49134 fetches, 12 max parallel, 1.74852e+06 bytes, in 90.0042 seconds
35.5867 mean bytes/connection
545.908 fetches/sec, 19427.1 bytes/sec
msecs/connect: 1.23999 mean, 4095.29 max, 0.06 min
msecs/first-response: 6.07299 mean, 2380.89 max, 0.926 min
44134 bad byte counts
HTTP response codes:
code 200 -- 49110
Using the debugging endpoints, it was easy to see what was slowing it down. See the top10 below and the next.cpu.svg file (9 sec sample from /next load test)
Showing nodes accounting for 2960ms, 89.97% of 3290ms total
Dropped 48 nodes (cum <= 16.45ms)
Showing top 10 nodes out of 56
flat flat% sum% cum cum%
1080ms 32.83% 32.83% 1080ms 32.83% math/big.mulAddVWW
650ms 19.76% 52.58% 650ms 19.76% math/big.subVV
310ms 9.42% 62.01% 2210ms 67.17% math/big.nat.divLarge
280ms 8.51% 70.52% 280ms 8.51% math/big.divWVW
200ms 6.08% 76.60% 200ms 6.08% syscall.Syscall
150ms 4.56% 81.16% 2690ms 81.76% math/big.nat.convertWords
150ms 4.56% 85.71% 150ms 4.56% time.now
50ms 1.52% 87.23% 50ms 1.52% encoding/json.(*encodeState).string
50ms 1.52% 88.75% 50ms 1.52% internal/poll.runtime_pollSetDeadline
40ms 1.22% 89.97% 40ms 1.22% math/big.greaterThan
Converting the big.Ints into strings was the most costly operation.

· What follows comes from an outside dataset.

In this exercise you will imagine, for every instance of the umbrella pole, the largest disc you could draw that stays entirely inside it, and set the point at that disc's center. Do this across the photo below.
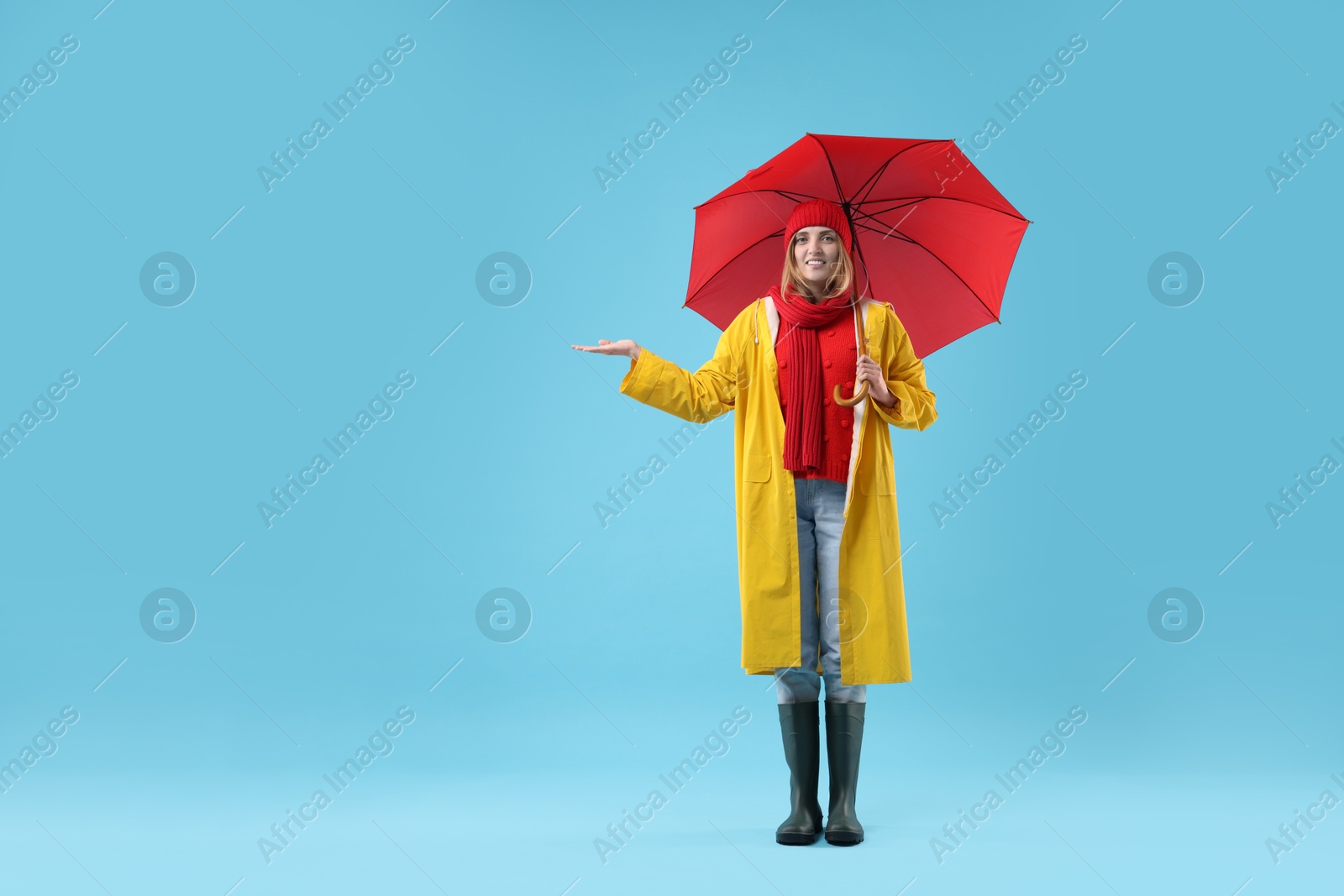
(862, 340)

After running some tests, I found that writing []byte could be more than 2x faster and implemented my own basic addition on the slices. But in the end my method of adding digits was too slow so I had to scrap it.
I think the solution to this problem could be a smarter implementation of the []byte storing and addition, but I'd have to take a deeper look at go's big.nat implementation to see how they accomplish fast addition.